By Anita Kar
A $500,000 donation from BMO Financial Group has enabled The Neuro (Montreal Neurological Institute and Hospital) to install a vital surgical imaging tool, known as an O-arm Imaging System. This new technology allows neurosurgeons to perform advanced surgical procedures with maximum precision, enhance operating room efficiencies, and improve overall patient outcomes.
The O-arm combines intra-operative imaging with image-guided surgery (surgical navigation systems, analogous to a GPS system), providing real-time, high quality 3D images of a patient’s anatomy that are essential to surgeons during an operation. Each year, thousands of Canadians require surgical intervention to eliminate or control the symptoms of conditions such as epilepsy, brain tumours and Parkinson’s disease.
“For Parkinson’s patients, the difference in quality of life before and after surgery is enormous,” said Dr. Abbas Sadikot, neurosurgeon at The Neuro and Head of Functional Neurosurgery Service at the MUHC. Due to tremor, stiffness or slowness, Parkinson’s patients often have difficulty performing even the simplest tasks, such as picking up a glass of water or writing legibly on a piece of paper. But relief can come with the flip of a switch for some Parkinson’s sufferers. By surgically implanting devices called Deep Brain Stimulators (DBS) that electrically stimulate specific parts of the brain, symptoms of tremor, rigidity, stiffness, slowed movement and walking impairments can be dramatically relieved.

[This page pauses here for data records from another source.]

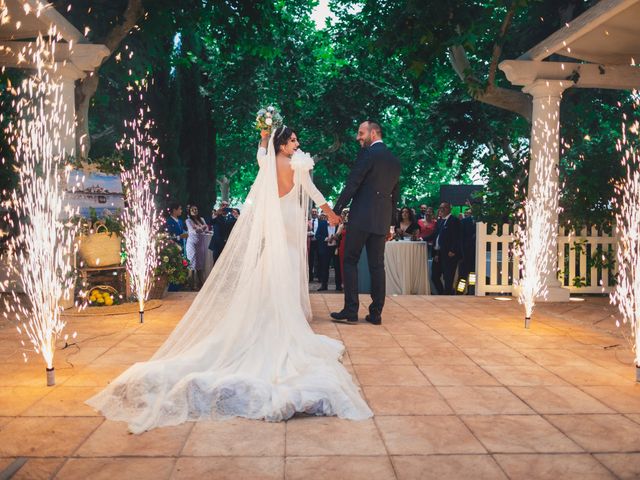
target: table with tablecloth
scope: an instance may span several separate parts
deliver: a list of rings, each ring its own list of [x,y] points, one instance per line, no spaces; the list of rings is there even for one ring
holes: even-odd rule
[[[200,265],[204,265],[202,278],[203,280],[206,280],[213,268],[213,252],[209,250],[209,243],[211,243],[213,234],[211,232],[207,232],[199,233],[198,235],[202,236],[198,241],[198,260],[203,261],[203,263],[200,263]]]
[[[387,295],[430,294],[426,242],[387,242],[384,266]]]

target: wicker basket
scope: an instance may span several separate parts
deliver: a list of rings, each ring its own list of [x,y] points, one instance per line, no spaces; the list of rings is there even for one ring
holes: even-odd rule
[[[167,294],[168,289],[169,277],[167,275],[160,275],[159,277],[155,277],[153,279],[153,285],[151,285],[151,290],[149,291],[149,300],[160,300],[161,298],[164,298],[164,296]]]
[[[99,225],[90,235],[80,236],[80,257],[87,267],[120,264],[120,236]]]
[[[87,301],[91,298],[91,294],[93,293],[94,290],[101,290],[103,292],[108,292],[111,294],[111,297],[113,298],[113,305],[117,305],[120,303],[120,296],[118,291],[113,288],[111,285],[96,285],[95,287],[92,287],[91,289],[89,289],[89,291],[87,292]],[[91,304],[92,307],[102,307],[102,306],[106,306],[106,305],[102,305],[100,303],[95,303],[95,304]]]

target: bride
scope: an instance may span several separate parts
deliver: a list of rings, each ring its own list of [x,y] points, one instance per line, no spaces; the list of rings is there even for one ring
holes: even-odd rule
[[[295,132],[281,126],[261,135],[242,215],[189,310],[151,360],[87,401],[133,433],[200,418],[372,416],[340,363],[342,343],[308,323],[309,197],[333,223],[336,215]]]

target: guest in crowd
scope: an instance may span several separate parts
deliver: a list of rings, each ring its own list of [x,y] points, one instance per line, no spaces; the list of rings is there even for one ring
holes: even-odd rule
[[[231,229],[236,223],[236,219],[229,208],[229,202],[224,200],[220,202],[220,207],[215,211],[211,223],[213,236],[209,242],[209,250],[213,252],[213,263],[215,265],[227,244]]]
[[[340,259],[338,257],[338,227],[329,225],[327,246],[329,248],[329,267],[333,267],[336,291],[342,291],[342,272],[340,271]]]
[[[316,232],[318,231],[318,209],[311,209],[311,218],[307,226],[307,237],[309,239],[309,281],[312,282],[318,278],[318,240]]]
[[[233,215],[233,218],[238,220],[238,217],[240,216],[240,209],[239,208],[232,208],[231,209],[231,215]],[[235,223],[234,223],[234,225],[235,225]]]
[[[462,231],[462,263],[460,265],[460,278],[468,279],[469,273],[476,270],[476,221],[473,211],[467,208],[464,218],[460,222]]]
[[[416,217],[409,207],[402,207],[400,217],[396,223],[396,236],[400,238],[418,238],[420,225],[416,222]]]
[[[420,205],[420,213],[418,214],[418,220],[424,220],[425,218],[427,218],[427,211],[428,209],[431,207],[428,207],[426,205]],[[433,216],[433,208],[431,208],[431,216]]]
[[[420,208],[426,207],[425,205],[421,205]],[[429,241],[428,238],[431,238],[436,231],[438,226],[438,222],[433,214],[432,207],[426,207],[424,212],[424,218],[418,220],[418,225],[420,226],[419,236],[425,242],[427,242],[427,247],[429,250],[429,257],[432,255],[433,251],[433,240]]]
[[[327,240],[329,238],[329,222],[327,222],[327,216],[321,213],[318,217],[318,228],[315,234],[317,242],[317,255],[318,255],[318,280],[320,280],[319,292],[328,289],[329,284],[329,245]]]
[[[439,295],[453,295],[453,279],[461,257],[460,220],[451,215],[450,203],[442,202],[439,212],[441,218],[433,234],[431,279]]]
[[[185,231],[185,225],[182,222],[182,206],[179,203],[171,203],[169,205],[169,216],[165,223],[165,230],[171,238],[181,249],[182,255],[186,258],[186,239],[189,234]],[[180,290],[181,285],[177,283],[169,284],[170,292],[177,292]]]
[[[204,256],[203,252],[206,247],[202,245],[205,241],[205,234],[209,227],[198,213],[198,207],[191,205],[189,207],[189,216],[187,217],[187,259],[189,260],[189,270],[191,274],[191,286],[193,290],[200,290],[204,283]]]
[[[179,203],[172,203],[169,205],[169,216],[165,223],[165,229],[171,240],[176,242],[182,251],[186,251],[185,240],[189,234],[185,231],[185,225],[182,221],[182,206]]]
[[[338,238],[338,265],[336,266],[336,290],[342,291],[342,279],[344,278],[344,247],[347,243],[347,224],[349,223],[349,209],[345,208],[340,214],[341,222],[336,230]],[[340,289],[338,289],[338,271],[340,272]]]

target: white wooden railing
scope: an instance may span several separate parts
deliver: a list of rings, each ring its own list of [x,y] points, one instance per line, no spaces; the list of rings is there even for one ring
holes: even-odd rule
[[[476,295],[511,293],[519,275],[513,225],[476,223]],[[558,232],[558,279],[572,293],[609,293],[615,276],[616,233],[596,227]]]

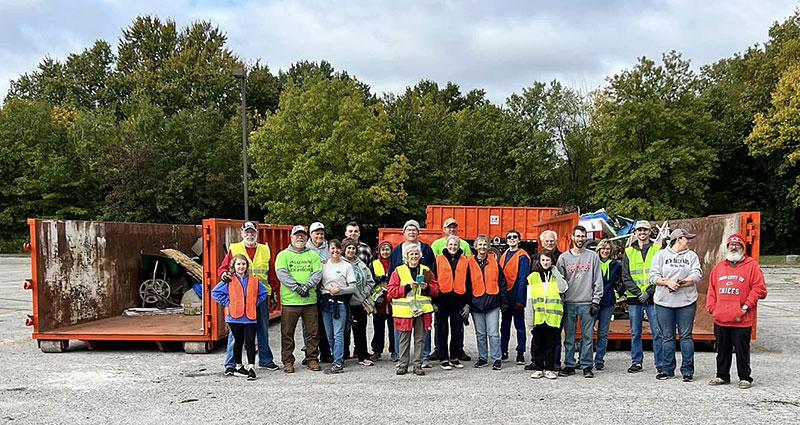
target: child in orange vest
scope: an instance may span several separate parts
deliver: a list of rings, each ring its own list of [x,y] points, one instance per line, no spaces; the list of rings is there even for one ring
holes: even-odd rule
[[[256,311],[258,304],[267,299],[267,290],[259,285],[258,278],[248,273],[247,257],[236,254],[231,260],[232,276],[222,280],[211,291],[214,301],[224,305],[225,323],[233,333],[233,361],[236,368],[225,369],[226,376],[246,376],[256,379]],[[242,345],[247,351],[247,368],[242,364]]]

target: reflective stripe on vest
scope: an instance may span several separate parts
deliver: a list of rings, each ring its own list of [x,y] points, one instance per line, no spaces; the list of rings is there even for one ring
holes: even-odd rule
[[[247,275],[247,295],[244,294],[242,283],[238,276],[232,276],[228,282],[228,315],[238,319],[246,315],[250,320],[256,320],[256,300],[258,299],[258,278],[252,274]]]
[[[469,257],[469,278],[472,283],[472,296],[497,295],[500,292],[500,287],[497,285],[500,277],[500,264],[497,263],[497,257],[490,252],[483,270],[478,265],[476,258],[477,256],[475,255]]]
[[[467,269],[469,268],[469,260],[463,255],[458,257],[456,263],[455,277],[453,277],[453,269],[450,268],[450,261],[447,260],[444,254],[439,254],[436,257],[436,280],[439,281],[439,292],[447,294],[455,291],[458,295],[464,295],[467,292]]]
[[[420,264],[419,272],[423,273],[425,270],[430,269],[425,265]],[[407,265],[403,264],[402,266],[397,266],[394,271],[397,273],[397,277],[400,279],[400,286],[416,282],[416,279],[411,277],[411,270],[409,270]],[[419,289],[419,287],[417,287],[417,289],[409,292],[408,296],[406,297],[392,299],[392,316],[403,319],[411,319],[414,317],[413,306],[416,306],[417,309],[422,310],[423,313],[433,313],[431,297],[422,295],[422,291]]]
[[[503,277],[506,278],[506,288],[511,290],[514,287],[514,283],[517,282],[517,273],[519,273],[519,257],[525,256],[529,261],[531,257],[525,252],[524,249],[517,249],[514,251],[514,254],[511,255],[511,258],[506,262],[506,256],[508,256],[509,250],[503,253],[500,256],[500,265],[503,266]]]
[[[631,271],[631,279],[639,290],[644,292],[650,286],[650,265],[653,264],[653,257],[661,249],[661,245],[654,243],[647,249],[647,258],[642,261],[642,252],[629,246],[625,248],[625,256],[628,257],[628,266]],[[635,297],[631,291],[625,291],[627,297]]]
[[[533,325],[547,323],[548,326],[557,328],[561,325],[561,317],[564,315],[564,306],[561,301],[561,294],[558,293],[556,278],[552,274],[547,283],[547,292],[542,284],[542,277],[539,272],[528,275],[528,285],[531,293],[531,305],[533,306]]]
[[[267,293],[272,292],[272,288],[269,286],[268,280],[268,273],[269,273],[269,245],[267,244],[257,244],[256,245],[256,253],[253,258],[250,258],[247,255],[247,249],[244,247],[244,242],[236,242],[232,243],[230,248],[228,248],[231,252],[231,257],[236,254],[242,254],[247,258],[247,270],[258,278],[258,283],[261,284],[264,288],[266,288]]]

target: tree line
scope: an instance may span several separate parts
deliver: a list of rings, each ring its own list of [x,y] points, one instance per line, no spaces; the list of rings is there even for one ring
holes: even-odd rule
[[[247,65],[251,215],[398,225],[428,204],[605,207],[635,219],[762,212],[800,247],[800,14],[699,71],[646,57],[591,92],[533,82],[502,105],[422,80],[381,96],[326,62]],[[241,218],[245,61],[211,22],[141,16],[116,48],[46,57],[0,109],[0,237],[27,217]]]

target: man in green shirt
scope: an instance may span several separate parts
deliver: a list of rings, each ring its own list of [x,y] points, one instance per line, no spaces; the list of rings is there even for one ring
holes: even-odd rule
[[[322,279],[319,255],[306,248],[308,232],[294,226],[291,244],[275,258],[275,274],[281,282],[281,359],[283,371],[294,373],[294,332],[297,321],[306,324],[306,366],[319,367],[319,335],[316,286]]]
[[[436,256],[436,257],[438,257],[439,254],[442,253],[442,251],[444,251],[444,247],[445,247],[445,245],[447,245],[447,242],[445,242],[445,239],[449,235],[458,236],[458,223],[456,222],[456,219],[454,219],[453,217],[450,217],[447,220],[445,220],[444,221],[444,226],[442,226],[442,230],[444,232],[444,236],[442,236],[440,239],[436,239],[431,244],[431,250],[433,251],[433,255]],[[469,249],[469,243],[467,241],[465,241],[463,238],[461,239],[460,246],[461,246],[461,250],[464,251],[464,253],[462,255],[464,255],[464,256],[472,255],[472,251]]]

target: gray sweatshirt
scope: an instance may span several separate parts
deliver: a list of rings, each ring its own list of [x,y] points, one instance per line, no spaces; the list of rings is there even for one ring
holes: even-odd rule
[[[354,261],[344,258],[344,261],[347,261],[353,266],[353,272],[356,274],[356,291],[353,293],[352,298],[350,298],[350,305],[360,306],[362,301],[370,299],[372,288],[375,287],[375,279],[372,278],[372,272],[370,272],[369,267],[361,261],[361,258],[356,257]]]
[[[656,279],[678,281],[678,279],[691,279],[691,285],[681,286],[675,292],[671,292],[668,287],[663,285],[656,286],[656,293],[653,302],[662,307],[685,307],[697,301],[697,285],[703,277],[703,269],[700,267],[700,259],[697,254],[690,249],[675,252],[672,248],[665,248],[658,251],[653,256],[653,264],[650,266],[650,282],[655,285]]]
[[[302,254],[302,253],[308,251],[308,248],[303,248],[302,250],[297,250],[292,246],[292,244],[289,244],[289,246],[286,247],[286,249],[288,249],[289,251],[291,251],[291,252],[293,252],[295,254]],[[297,287],[300,286],[300,285],[306,285],[308,288],[313,288],[313,287],[317,286],[317,284],[320,282],[320,280],[322,280],[322,270],[317,270],[315,272],[312,272],[311,276],[309,276],[308,280],[305,281],[305,282],[298,282],[298,281],[294,280],[294,277],[292,277],[291,272],[289,270],[287,270],[287,269],[284,269],[284,268],[276,268],[275,269],[275,275],[278,276],[278,280],[281,282],[281,285],[285,286],[290,291],[296,291]]]
[[[558,257],[556,268],[569,287],[564,301],[570,304],[600,304],[603,298],[603,272],[596,252],[584,249],[580,255],[572,250]]]
[[[334,263],[332,260],[322,265],[322,294],[352,295],[356,292],[356,276],[353,266],[344,261]],[[331,285],[336,285],[339,292],[331,294]]]

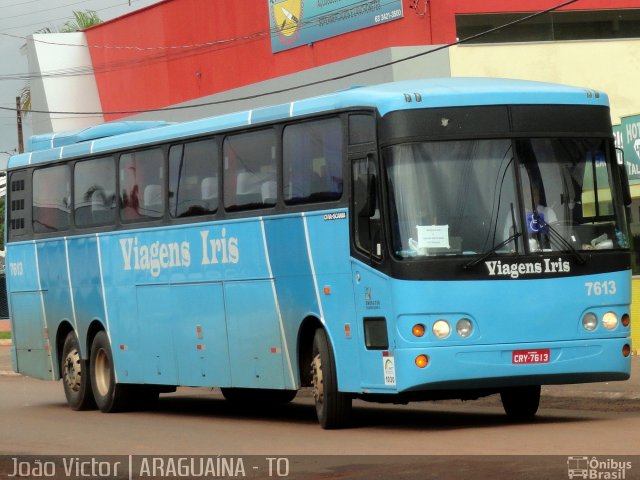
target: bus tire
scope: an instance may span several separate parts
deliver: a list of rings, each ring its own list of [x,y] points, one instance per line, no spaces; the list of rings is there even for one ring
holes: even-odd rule
[[[64,339],[60,357],[60,377],[64,395],[72,410],[94,410],[89,363],[80,356],[80,343],[74,332]]]
[[[91,386],[96,405],[104,413],[121,412],[131,405],[131,386],[116,383],[109,337],[96,334],[91,344]]]
[[[333,350],[326,332],[321,328],[316,330],[313,337],[311,376],[320,426],[327,430],[348,426],[351,417],[351,397],[338,391]]]
[[[540,406],[540,385],[506,388],[500,392],[500,399],[511,420],[531,420]]]

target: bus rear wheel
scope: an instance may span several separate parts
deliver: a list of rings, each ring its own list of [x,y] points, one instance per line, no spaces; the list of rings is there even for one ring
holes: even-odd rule
[[[540,406],[540,385],[506,388],[500,392],[502,407],[512,420],[530,420]]]
[[[333,351],[323,329],[316,330],[313,337],[311,376],[320,426],[324,429],[346,427],[351,417],[351,397],[338,391]]]
[[[89,365],[80,356],[80,343],[74,332],[69,332],[64,339],[60,358],[60,376],[64,395],[72,410],[96,408],[91,391]]]
[[[104,331],[98,332],[91,344],[91,386],[96,405],[102,412],[120,412],[129,408],[131,388],[116,383],[111,345]]]

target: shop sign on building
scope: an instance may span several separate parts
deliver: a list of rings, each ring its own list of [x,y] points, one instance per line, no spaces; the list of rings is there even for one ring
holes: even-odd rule
[[[620,125],[613,127],[616,147],[624,151],[630,184],[640,184],[640,115],[623,117]]]
[[[403,16],[402,0],[267,0],[271,50],[280,52]]]

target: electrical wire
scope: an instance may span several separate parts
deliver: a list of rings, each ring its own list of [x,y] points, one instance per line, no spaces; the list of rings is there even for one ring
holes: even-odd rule
[[[41,0],[36,0],[36,1],[41,1]],[[84,0],[84,1],[89,1],[89,0]],[[123,7],[125,5],[131,6],[132,3],[138,3],[140,1],[141,0],[130,0],[130,1],[123,2],[123,3],[118,3],[116,5],[111,5],[109,7],[98,8],[98,9],[93,10],[93,11],[102,12],[104,10],[110,10],[112,8],[117,8],[117,7]],[[25,3],[33,3],[33,2],[25,2]],[[82,3],[82,2],[78,2],[78,3]],[[20,4],[14,4],[14,5],[20,5]],[[75,4],[72,4],[72,5],[75,5]],[[50,9],[50,10],[53,10],[53,9]],[[29,12],[29,14],[32,14],[32,13],[36,13],[36,12]],[[6,18],[6,17],[3,17],[3,19],[4,18]],[[52,18],[52,19],[49,20],[49,22],[57,22],[57,21],[60,21],[60,20],[72,20],[72,19],[73,19],[72,16],[67,15],[66,17]],[[18,30],[20,28],[33,27],[33,26],[36,26],[36,25],[42,26],[42,23],[43,22],[36,22],[36,23],[28,23],[26,25],[14,25],[12,27],[3,28],[3,30],[4,31],[6,31],[6,30]],[[7,33],[4,33],[4,32],[0,32],[0,35],[11,36],[11,35],[9,35]],[[25,38],[25,37],[22,37],[22,38]]]
[[[494,33],[496,31],[500,31],[503,30],[505,28],[511,27],[513,25],[517,25],[520,23],[523,23],[527,20],[531,20],[533,18],[539,17],[541,15],[544,15],[546,13],[549,12],[553,12],[555,10],[558,10],[560,8],[566,7],[568,5],[571,5],[573,3],[578,2],[579,0],[568,0],[565,1],[563,3],[560,3],[554,7],[548,8],[546,10],[541,10],[539,12],[536,13],[532,13],[530,15],[527,15],[523,18],[520,19],[516,19],[513,20],[511,22],[505,23],[503,25],[499,25],[497,27],[491,28],[489,30],[485,30],[483,32],[477,33],[475,35],[471,35],[469,37],[466,37],[464,39],[461,40],[456,40],[455,42],[451,42],[451,43],[447,43],[444,45],[440,45],[438,47],[432,48],[430,50],[426,50],[420,53],[416,53],[413,55],[409,55],[403,58],[399,58],[396,60],[392,60],[389,62],[385,62],[379,65],[374,65],[372,67],[368,67],[368,68],[363,68],[360,70],[356,70],[353,72],[349,72],[349,73],[345,73],[342,75],[336,75],[330,78],[325,78],[322,80],[316,80],[313,82],[307,82],[304,84],[300,84],[300,85],[294,85],[291,87],[287,87],[287,88],[283,88],[283,89],[278,89],[278,90],[271,90],[268,92],[263,92],[263,93],[256,93],[256,94],[252,94],[252,95],[246,95],[243,97],[236,97],[236,98],[231,98],[231,99],[226,99],[226,100],[214,100],[214,101],[210,101],[210,102],[202,102],[202,103],[198,103],[198,104],[193,104],[193,105],[177,105],[177,106],[171,106],[171,107],[162,107],[162,108],[150,108],[150,109],[132,109],[132,110],[115,110],[115,111],[88,111],[88,112],[72,112],[72,111],[53,111],[53,110],[29,110],[29,113],[42,113],[42,114],[53,114],[53,115],[133,115],[133,114],[140,114],[140,113],[151,113],[151,112],[168,112],[168,111],[176,111],[176,110],[187,110],[187,109],[194,109],[194,108],[202,108],[202,107],[209,107],[209,106],[213,106],[213,105],[222,105],[222,104],[227,104],[227,103],[232,103],[232,102],[239,102],[239,101],[246,101],[246,100],[254,100],[257,98],[262,98],[265,96],[269,96],[269,95],[276,95],[276,94],[280,94],[280,93],[285,93],[285,92],[290,92],[291,90],[298,90],[301,88],[308,88],[308,87],[313,87],[316,85],[321,85],[324,83],[329,83],[329,82],[334,82],[337,80],[343,80],[345,78],[349,78],[349,77],[353,77],[356,75],[361,75],[363,73],[369,73],[371,71],[374,70],[378,70],[380,68],[385,68],[385,67],[390,67],[402,62],[406,62],[409,60],[414,60],[416,58],[420,58],[426,55],[430,55],[432,53],[436,53],[442,50],[446,50],[449,49],[451,47],[454,47],[456,45],[461,45],[464,43],[468,43],[472,40],[475,40],[477,38],[489,35],[491,33]],[[18,111],[18,109],[14,108],[10,108],[10,107],[0,107],[0,110],[8,110],[8,111],[13,111],[16,112]],[[21,110],[20,110],[21,111]]]

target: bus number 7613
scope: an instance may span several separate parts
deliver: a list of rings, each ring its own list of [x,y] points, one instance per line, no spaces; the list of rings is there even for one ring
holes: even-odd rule
[[[602,282],[586,282],[584,284],[587,287],[587,296],[592,295],[615,295],[618,289],[616,288],[616,282],[614,280],[604,280]]]

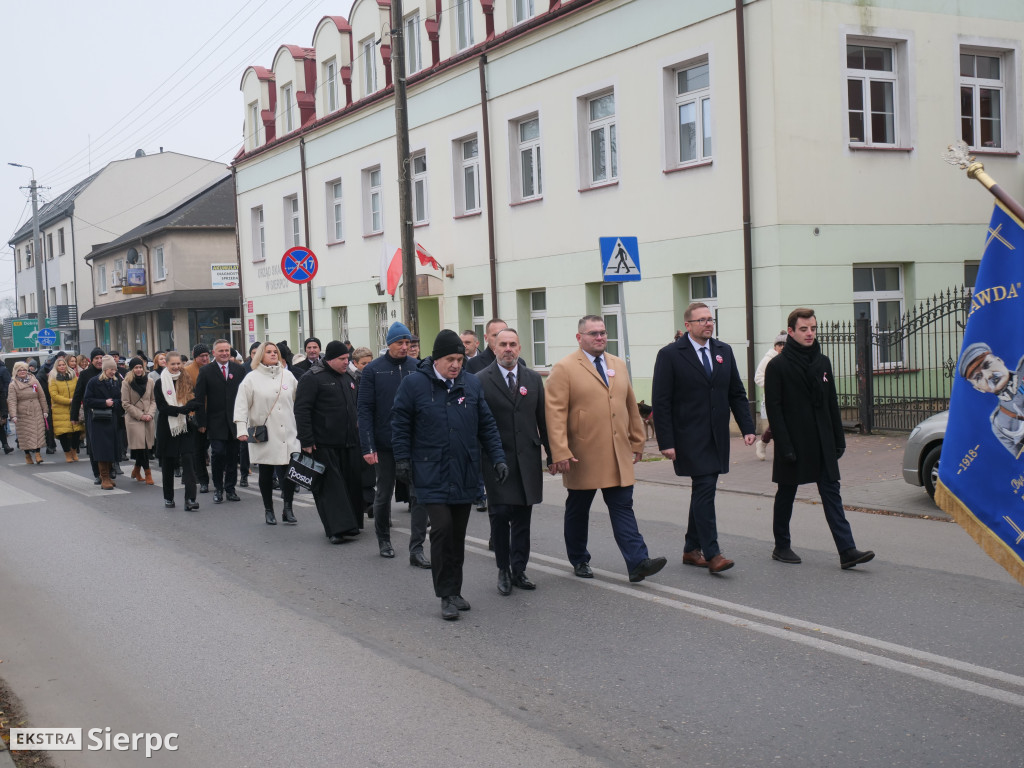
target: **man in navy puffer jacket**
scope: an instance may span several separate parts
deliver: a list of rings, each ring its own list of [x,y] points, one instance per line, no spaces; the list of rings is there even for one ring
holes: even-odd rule
[[[412,482],[417,499],[427,508],[434,594],[441,598],[442,618],[449,621],[469,610],[462,597],[462,564],[481,446],[498,483],[508,478],[483,386],[462,370],[465,352],[458,334],[441,331],[433,355],[402,380],[391,411],[395,474]]]

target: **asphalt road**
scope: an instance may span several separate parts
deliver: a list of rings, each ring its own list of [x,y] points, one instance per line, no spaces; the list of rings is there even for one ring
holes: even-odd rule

A crucial step towards a successful outcome is determining whether an implanted device has been correctly placed. “The O-arm is absolutely essential to these surgeries because it allows us to confirm that the DBS is in the correct location in the brain so patients don’t have to come back for a second surgical procedure for corrections and adjustments. Prior to acquiring the O-arm, we used post-operative MRI to check the results, and patients had to come back for revision surgeries,” said Dr. Sadikot.
Other advantages include: increased efficiency in the OR due to fast access to images – the O-arm takes just minutes to combine intra-operative CT with pre-op MRI – which also means increased safety due to minimized radiation exposure for surgical staff. The O-arm is used mainly in the treatment of Parkinson’s disease but it is also used with patients suffering from trigeminal neuralgia, cluster headaches and for some spinal surgeries.